Gravity with higher-curvature terms and second-order field equations: $f(\mathcal{R})$ meets Gauss-Bonnet

TL;DR

This paper develops a new class of higher-curvature gravitational theories combining $f(\,\mathcal{R})$ and Gauss-Bonnet terms, leading to novel black hole solutions with preserved second-order field equations and insights into singularity behavior.

Contribution

It introduces a framework combining $f(\mathcal{R})$ and Gauss-Bonnet gravity, extending EdGB gravity to include arbitrary higher-curvature terms with second-order equations.

Findings

Black holes are modified by $f(\mathcal{R})$ terms.

Solutions retain features like minimum mass and multiple branches.

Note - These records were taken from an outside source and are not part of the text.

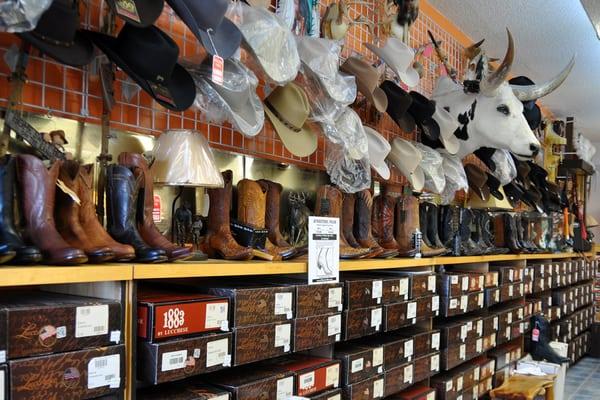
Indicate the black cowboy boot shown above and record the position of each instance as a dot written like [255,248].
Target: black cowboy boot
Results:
[11,241]
[121,205]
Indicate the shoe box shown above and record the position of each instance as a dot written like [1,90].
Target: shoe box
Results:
[79,374]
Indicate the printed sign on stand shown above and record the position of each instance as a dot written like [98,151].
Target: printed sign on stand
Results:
[323,250]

A mechanism suppresses Ricci scalar divergence inside black holes.

Abstract

General Relativity is expected to break down in the high-curvature regime. Beyond an effective field theory treatment with higher-order operators, it is important to identify consistent theories with higher-curvature terms at the nonperturbative level. Two well-studied examples are $f(\mathcal{R})$ gravity and Einstein-dilaton-Gauss-Bonnet (EdGB) gravity. The former shares the same vacuum solutions as General Relativity, including black holes, while the latter suffers from well-posedness issues due to quadratic curvature terms in the strong-coupling regime. We show that combining these two theories leads to genuinely new phenomena beyond their simple superposition. The resulting framework falls outside Horndeski's class, as it can be recast as a gravitational theory involving two nonminimally coupled scalar fields with nontrivial mutual interactions. This construction naturally extends EdGB gravity to include arbitrary higher-curvature terms, providing a versatile setting to address fundamental questions. Focusing on quadratic and quartic corrections, we find that: (i) black holes are modified by $f(\mathcal{R})$ terms, unlike the case without Gauss-Bonnet interactions; (ii) the resulting solutions retain the qualitative nonperturbative features of EdGB black holes with certain couplings, such as a minimum mass and multiple branches; (iii) a nontrivial mechanism suppresses the divergence of the Ricci scalar in the black-hole interior; (iv) still, even with quartic corrections, the singularity structure and elliptic regions inside the horizon remain similar to those of pure EdGB gravity. This suggests that, at the nonperturbative level, the theory's ill-posedness cannot be resolved by adding individual higher-order terms. This conjecture could be tested by studying the nonlinear dynamics, which remains governed by second-order field equations.